Legend d’automne

Laurent Hoebrechts
Laurent Hoebrechts Journaliste musique

AVEC DARKNESS AND LIGHT, LE CHANTEUR RETROUVE UNE NOUVELLE ÉPAISSEUR. LOIN DE LA RÉVOLUTION DE PALAIS ANNONCÉE, CERTES, MAIS AVEC UN DISQUE CHALEUREUX ET INSPIRÉ.

John Legend

« Darkness and Light »

DISTRIBUÉ PAR SONY.

7

De John Legend, on ne sait jamais trop quoi attendre. Au début de sa carrière, au milieu des années 2000, il était volontiers présenté comme le futur de la soul. Mais au fil du temps, il s’est surtout contenté de l’actualiser: assez inspiré pour sortir de la masse, trop lisse pour bousculer complètement les codes… Loin des poses crâneuses d’un certain r’n’b, il a montré néanmoins qu’il pouvait varier les angles. Il a par exemple réalisé un disque de reprises à haute charge revendicative, en collaboration avec The Roots (Wake Up!, en 2010). En 2015, il récoltait également un Oscar pour sa chanson Glory, tirée du film Selma, retraçant l’un des épisodes fondateurs du mythe pacifiste de Martin Luther King. A côté de cela, Legend s’est toutefois aussi montré capable de pondre un tube aussi insipide et lénifiant qu’All of Me, balade amoureuse dont la mélasse a désormais contaminé tous les bals de mariage.

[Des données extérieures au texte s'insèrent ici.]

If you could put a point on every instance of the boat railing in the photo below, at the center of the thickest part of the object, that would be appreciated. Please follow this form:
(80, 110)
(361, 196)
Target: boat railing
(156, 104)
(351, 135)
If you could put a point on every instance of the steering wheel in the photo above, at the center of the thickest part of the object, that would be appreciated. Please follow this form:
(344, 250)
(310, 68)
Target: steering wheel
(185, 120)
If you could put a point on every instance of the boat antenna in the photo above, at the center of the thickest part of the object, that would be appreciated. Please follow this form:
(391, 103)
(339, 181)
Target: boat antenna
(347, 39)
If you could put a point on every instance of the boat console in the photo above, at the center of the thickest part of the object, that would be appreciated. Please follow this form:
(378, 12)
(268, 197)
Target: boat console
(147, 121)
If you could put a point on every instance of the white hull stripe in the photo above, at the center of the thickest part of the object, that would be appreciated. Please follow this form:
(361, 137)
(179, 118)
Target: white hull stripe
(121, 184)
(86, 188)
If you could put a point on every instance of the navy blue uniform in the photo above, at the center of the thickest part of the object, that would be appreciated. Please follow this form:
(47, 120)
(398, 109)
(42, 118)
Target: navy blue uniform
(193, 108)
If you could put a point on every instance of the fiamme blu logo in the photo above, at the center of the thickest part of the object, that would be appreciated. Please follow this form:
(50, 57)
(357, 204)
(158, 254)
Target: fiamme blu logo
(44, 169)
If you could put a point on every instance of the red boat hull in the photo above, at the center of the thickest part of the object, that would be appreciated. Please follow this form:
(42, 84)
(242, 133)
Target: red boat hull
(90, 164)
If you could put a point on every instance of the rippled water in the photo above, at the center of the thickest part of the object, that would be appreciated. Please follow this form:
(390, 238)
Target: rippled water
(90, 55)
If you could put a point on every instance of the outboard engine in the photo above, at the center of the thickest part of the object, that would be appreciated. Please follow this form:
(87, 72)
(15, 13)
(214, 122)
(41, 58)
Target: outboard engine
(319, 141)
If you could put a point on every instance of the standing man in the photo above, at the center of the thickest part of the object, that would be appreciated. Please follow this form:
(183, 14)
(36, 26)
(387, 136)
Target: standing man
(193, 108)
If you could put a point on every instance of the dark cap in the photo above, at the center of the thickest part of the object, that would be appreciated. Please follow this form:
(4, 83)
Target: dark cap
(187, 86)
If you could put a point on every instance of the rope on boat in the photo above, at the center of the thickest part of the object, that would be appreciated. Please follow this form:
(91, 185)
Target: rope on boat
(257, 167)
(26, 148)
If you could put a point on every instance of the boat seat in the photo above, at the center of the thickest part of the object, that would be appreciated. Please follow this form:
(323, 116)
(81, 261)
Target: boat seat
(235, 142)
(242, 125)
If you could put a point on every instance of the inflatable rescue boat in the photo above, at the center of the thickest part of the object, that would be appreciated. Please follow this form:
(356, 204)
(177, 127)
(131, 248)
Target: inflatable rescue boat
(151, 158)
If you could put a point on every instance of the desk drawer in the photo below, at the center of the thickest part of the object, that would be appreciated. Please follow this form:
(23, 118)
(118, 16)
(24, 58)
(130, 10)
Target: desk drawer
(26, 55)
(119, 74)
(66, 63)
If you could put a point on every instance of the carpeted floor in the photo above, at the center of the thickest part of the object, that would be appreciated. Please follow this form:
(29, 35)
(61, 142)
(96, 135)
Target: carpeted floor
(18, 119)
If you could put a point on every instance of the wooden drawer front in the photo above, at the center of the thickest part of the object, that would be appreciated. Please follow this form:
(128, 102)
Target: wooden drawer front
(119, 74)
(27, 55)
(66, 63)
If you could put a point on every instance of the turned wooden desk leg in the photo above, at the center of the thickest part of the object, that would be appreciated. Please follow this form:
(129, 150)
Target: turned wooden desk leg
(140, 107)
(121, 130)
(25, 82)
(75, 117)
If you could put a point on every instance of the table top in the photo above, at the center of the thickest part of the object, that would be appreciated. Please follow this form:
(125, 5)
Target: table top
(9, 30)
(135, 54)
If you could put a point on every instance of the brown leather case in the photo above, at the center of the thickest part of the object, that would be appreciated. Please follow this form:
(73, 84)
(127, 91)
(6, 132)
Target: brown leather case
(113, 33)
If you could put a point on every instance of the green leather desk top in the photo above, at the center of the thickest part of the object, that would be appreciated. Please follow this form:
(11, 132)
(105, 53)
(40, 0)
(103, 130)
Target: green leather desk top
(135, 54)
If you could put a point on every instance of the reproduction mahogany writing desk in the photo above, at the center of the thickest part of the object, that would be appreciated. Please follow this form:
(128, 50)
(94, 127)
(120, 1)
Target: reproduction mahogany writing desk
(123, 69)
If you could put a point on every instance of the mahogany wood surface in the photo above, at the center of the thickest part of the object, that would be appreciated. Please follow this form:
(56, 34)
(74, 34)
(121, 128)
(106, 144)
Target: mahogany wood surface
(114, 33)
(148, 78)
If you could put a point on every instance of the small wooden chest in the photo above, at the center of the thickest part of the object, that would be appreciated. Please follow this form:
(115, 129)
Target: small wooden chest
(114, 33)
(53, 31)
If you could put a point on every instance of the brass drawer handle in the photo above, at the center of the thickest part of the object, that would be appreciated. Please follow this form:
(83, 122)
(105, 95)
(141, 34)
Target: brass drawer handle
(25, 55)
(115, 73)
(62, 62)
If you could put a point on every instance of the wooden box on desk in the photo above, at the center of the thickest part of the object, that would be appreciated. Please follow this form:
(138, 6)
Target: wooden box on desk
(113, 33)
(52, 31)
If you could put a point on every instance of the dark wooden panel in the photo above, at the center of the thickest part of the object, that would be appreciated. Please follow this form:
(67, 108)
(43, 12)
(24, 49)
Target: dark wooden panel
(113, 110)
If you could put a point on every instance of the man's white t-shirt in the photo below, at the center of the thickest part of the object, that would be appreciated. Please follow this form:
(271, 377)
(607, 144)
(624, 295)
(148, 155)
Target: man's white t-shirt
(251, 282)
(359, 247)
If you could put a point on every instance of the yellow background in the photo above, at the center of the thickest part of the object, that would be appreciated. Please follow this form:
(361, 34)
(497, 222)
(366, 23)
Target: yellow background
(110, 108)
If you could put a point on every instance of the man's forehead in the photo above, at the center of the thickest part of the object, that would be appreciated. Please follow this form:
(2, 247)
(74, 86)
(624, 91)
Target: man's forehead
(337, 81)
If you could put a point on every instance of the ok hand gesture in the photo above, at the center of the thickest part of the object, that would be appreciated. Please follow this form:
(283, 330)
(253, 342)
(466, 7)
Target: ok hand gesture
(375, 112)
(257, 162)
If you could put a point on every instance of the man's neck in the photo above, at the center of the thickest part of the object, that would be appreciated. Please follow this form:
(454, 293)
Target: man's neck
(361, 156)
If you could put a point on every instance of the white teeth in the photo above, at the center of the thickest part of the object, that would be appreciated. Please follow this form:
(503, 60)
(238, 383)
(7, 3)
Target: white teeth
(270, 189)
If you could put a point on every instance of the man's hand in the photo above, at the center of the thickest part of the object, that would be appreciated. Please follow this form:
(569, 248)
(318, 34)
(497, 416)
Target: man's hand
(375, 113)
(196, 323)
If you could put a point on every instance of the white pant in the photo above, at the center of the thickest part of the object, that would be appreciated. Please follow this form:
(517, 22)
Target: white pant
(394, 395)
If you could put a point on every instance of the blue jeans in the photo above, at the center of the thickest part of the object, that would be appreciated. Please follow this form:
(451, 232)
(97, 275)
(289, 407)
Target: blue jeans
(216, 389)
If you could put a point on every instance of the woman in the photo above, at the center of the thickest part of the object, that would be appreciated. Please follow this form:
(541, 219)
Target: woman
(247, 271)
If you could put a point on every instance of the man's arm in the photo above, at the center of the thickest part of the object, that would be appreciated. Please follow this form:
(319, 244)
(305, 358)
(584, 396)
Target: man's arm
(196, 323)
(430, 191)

De quel côté penche cette fois la balance? La pochette noir/blanc de Darkness and Light, son cinquième album, suggère une nouvelle gravité. Le disque débute par le morceau I Know Better, sur lequel il confie notamment la sentence suivante: « They say ‘sing what you know’/But I’ve sung what they want/Some folks do what they’re told/But baby, this times, I won’t« . Une manière d’annoncer que cette fois, Legend n’en fera donc qu’à sa tête.

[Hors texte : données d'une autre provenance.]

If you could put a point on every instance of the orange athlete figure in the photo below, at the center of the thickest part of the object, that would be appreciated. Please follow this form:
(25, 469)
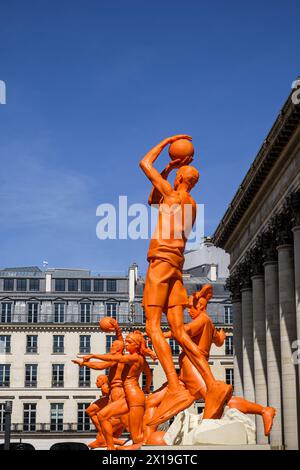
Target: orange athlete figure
(109, 419)
(203, 333)
(164, 290)
(134, 364)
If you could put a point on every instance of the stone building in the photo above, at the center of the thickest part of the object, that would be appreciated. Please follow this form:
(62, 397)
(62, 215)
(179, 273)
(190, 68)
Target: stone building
(48, 317)
(261, 232)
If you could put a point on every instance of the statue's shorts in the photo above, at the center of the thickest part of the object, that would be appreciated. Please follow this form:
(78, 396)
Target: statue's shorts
(164, 286)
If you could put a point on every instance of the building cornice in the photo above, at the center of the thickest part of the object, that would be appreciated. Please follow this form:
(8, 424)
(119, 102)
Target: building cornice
(280, 134)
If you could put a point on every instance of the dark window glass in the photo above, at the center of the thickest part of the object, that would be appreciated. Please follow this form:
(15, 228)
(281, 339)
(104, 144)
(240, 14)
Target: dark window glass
(57, 375)
(29, 417)
(98, 285)
(85, 313)
(60, 285)
(85, 344)
(111, 309)
(22, 284)
(85, 285)
(30, 375)
(33, 309)
(84, 377)
(229, 376)
(144, 381)
(34, 284)
(31, 344)
(5, 344)
(111, 285)
(6, 310)
(58, 344)
(229, 346)
(59, 313)
(83, 421)
(174, 347)
(57, 417)
(2, 416)
(4, 375)
(8, 284)
(109, 341)
(73, 285)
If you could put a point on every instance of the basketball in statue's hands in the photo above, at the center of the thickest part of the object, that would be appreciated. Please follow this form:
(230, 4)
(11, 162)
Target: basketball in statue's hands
(107, 324)
(180, 149)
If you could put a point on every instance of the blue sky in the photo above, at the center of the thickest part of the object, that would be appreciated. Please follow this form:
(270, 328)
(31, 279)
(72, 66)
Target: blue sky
(92, 85)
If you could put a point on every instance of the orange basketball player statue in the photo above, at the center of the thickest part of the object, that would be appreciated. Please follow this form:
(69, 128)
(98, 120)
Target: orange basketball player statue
(203, 333)
(134, 364)
(164, 290)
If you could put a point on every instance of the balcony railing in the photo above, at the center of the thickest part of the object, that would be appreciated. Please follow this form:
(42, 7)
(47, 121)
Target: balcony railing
(124, 319)
(50, 427)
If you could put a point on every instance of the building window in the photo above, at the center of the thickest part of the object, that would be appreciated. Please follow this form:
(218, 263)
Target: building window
(111, 285)
(57, 417)
(175, 348)
(84, 377)
(83, 420)
(229, 376)
(6, 309)
(2, 416)
(4, 375)
(57, 375)
(33, 309)
(29, 417)
(84, 344)
(60, 285)
(85, 285)
(59, 313)
(109, 340)
(34, 284)
(228, 314)
(229, 345)
(98, 285)
(85, 313)
(111, 309)
(73, 285)
(8, 284)
(58, 344)
(5, 344)
(22, 285)
(30, 375)
(144, 380)
(31, 344)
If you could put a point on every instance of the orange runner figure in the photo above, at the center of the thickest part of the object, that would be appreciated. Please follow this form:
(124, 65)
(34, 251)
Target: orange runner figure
(134, 364)
(164, 290)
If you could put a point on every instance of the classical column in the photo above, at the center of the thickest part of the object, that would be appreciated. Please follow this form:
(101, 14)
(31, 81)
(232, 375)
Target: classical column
(288, 326)
(273, 337)
(295, 204)
(259, 337)
(247, 328)
(233, 284)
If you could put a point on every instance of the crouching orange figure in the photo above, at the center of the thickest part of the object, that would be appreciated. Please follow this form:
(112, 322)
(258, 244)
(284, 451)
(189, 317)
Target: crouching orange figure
(134, 364)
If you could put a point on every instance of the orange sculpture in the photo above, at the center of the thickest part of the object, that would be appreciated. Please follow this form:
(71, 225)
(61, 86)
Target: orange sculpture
(134, 364)
(164, 290)
(203, 332)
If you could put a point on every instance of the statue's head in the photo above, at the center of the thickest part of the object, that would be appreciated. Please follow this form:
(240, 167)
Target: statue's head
(102, 383)
(117, 347)
(188, 175)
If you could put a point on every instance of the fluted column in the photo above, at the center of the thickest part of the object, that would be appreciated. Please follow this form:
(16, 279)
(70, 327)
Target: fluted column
(288, 326)
(273, 347)
(259, 345)
(248, 358)
(238, 347)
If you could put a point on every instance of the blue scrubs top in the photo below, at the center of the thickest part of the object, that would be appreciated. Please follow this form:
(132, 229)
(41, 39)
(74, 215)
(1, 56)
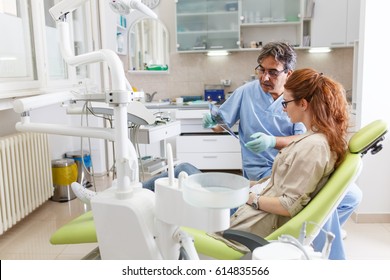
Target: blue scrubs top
(257, 111)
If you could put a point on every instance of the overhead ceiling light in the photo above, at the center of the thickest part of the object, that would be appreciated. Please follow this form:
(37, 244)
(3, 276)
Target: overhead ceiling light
(319, 50)
(217, 53)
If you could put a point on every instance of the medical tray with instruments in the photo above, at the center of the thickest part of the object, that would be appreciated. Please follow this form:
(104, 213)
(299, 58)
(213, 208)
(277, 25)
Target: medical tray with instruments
(218, 118)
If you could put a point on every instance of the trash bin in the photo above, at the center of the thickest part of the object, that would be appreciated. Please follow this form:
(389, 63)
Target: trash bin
(64, 174)
(84, 170)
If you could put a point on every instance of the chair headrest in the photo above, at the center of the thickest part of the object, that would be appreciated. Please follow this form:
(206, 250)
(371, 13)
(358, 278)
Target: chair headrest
(368, 137)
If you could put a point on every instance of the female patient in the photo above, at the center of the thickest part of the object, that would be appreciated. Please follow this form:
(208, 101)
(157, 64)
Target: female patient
(302, 168)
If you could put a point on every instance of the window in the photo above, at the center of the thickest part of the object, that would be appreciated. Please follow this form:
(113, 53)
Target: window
(16, 51)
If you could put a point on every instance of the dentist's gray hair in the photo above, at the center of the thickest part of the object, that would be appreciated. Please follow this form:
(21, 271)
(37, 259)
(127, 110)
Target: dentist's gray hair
(281, 51)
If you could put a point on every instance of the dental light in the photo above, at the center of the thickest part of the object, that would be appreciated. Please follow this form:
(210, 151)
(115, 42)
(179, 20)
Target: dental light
(131, 222)
(119, 6)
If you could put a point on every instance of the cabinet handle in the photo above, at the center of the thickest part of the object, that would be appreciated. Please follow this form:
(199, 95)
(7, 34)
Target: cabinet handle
(337, 43)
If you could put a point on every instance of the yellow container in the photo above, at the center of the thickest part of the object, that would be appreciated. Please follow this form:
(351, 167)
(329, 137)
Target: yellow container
(64, 174)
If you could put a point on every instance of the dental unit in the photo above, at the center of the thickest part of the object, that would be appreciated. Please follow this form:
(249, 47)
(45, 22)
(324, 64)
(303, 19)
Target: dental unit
(132, 222)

Déclaration d’émancipation

La rupture se marque dès le générique: à la pléthore de collaborateurs qui avaient officié sur le précédent Love in the Future, Legend a préféré cette fois un équipage plus resserré. Mais également bizarrement hétéroclite, comprenant aussi bien des plumes pop (Julia Michaels, vue chez Justin Bieber, Demi Lovato…) que des noms plus indie (Will Oldham, alias Bonnie Prince Billy). Pour diriger les débats, Legend a fait appel au producteur Blake Mills, trentenaire remarqué notamment grâce à son travail sur le disque Sound & Color d’Alabama Shakes.

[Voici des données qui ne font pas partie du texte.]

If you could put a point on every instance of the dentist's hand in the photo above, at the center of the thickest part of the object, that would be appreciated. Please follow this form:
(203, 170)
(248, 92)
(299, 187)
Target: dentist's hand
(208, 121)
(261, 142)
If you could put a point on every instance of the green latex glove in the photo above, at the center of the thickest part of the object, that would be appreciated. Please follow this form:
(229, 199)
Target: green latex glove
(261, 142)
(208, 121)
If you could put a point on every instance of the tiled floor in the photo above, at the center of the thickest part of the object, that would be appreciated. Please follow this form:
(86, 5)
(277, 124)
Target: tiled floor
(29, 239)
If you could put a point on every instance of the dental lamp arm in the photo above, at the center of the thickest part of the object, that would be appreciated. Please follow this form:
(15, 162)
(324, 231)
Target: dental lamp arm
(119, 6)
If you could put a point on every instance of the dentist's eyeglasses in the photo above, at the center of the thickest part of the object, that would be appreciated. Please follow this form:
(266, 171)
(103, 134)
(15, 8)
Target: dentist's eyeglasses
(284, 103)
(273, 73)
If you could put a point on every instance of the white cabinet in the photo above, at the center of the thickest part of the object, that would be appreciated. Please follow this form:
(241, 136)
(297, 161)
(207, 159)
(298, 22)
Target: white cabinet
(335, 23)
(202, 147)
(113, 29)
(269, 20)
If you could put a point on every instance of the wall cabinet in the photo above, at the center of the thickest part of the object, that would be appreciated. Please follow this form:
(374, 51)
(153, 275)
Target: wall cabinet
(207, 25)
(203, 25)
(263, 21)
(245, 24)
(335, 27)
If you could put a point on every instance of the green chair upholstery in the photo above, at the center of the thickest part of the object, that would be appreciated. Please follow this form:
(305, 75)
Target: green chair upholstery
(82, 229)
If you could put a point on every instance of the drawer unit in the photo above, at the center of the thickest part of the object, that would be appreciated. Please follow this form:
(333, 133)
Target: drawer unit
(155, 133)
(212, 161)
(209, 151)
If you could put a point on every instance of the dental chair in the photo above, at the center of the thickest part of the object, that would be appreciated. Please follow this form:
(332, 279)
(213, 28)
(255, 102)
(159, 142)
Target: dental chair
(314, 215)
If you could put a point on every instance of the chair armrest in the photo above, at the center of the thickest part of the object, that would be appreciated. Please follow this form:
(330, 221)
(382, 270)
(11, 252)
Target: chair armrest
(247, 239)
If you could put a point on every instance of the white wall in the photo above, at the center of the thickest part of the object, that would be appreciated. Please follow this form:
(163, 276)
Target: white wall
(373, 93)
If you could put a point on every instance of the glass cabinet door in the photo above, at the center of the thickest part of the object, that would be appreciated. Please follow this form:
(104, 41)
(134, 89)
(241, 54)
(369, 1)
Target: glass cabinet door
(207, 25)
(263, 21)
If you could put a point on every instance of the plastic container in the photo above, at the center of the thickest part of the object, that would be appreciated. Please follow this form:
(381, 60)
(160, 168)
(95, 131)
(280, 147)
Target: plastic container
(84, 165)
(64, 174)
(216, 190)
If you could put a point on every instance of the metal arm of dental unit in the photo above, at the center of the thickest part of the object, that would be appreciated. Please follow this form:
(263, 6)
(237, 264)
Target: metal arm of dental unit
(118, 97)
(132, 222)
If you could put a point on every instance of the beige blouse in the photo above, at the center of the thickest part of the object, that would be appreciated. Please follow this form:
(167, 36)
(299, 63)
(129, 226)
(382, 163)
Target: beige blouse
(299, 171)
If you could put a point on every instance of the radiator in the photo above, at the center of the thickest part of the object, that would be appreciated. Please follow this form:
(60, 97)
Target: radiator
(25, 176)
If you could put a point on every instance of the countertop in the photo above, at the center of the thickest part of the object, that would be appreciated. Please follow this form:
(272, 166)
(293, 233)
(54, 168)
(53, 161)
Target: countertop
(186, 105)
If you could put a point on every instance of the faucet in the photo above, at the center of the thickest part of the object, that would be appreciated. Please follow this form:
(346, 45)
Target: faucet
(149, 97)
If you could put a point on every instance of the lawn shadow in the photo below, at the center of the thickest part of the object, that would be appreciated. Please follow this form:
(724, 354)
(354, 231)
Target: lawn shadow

La chanteuse du groupe blues-rock-soul sudiste, Brittany Howard, est d’ailleurs présente sur le morceau-titre, miaulant ici plus qu’elle ne s’égosille. Elle n’est en outre pas la seule invitée. Sur Penthouse Floor, c’est Chance The Rapper qui fait son apparition, tandis que Miguel vient assister l’hôte de la maison pour un exercice de crooning soul amoureux -« Let that telephone ring/Let that blue bird sing« , insistent-ils en choeur-, sanctionné par le saxophone inspiré de Kamasi Washington. Le jazzman fait également une apparition sur Right By You (for Luna), que Legend dédie à sa fille. Moins pour la bercer que pour lui confesser ses doutes -« How can you be free from all this sorrow?« . Ailleurs, le chanteur glisse d’ailleurs encore l’une ou l’autre allusion plus « politique » (« My history has brought me to this place/There’s power in the color of my face » sur I Know Better) ou note plus pessimiste (Marching Into the Dark). Certes, la déclaration d’émancipation annoncée au début du disque n’a pas valeur de grand chambardement. Il n’empêche: avec Darkness and Light, Legend retrouve de la substance.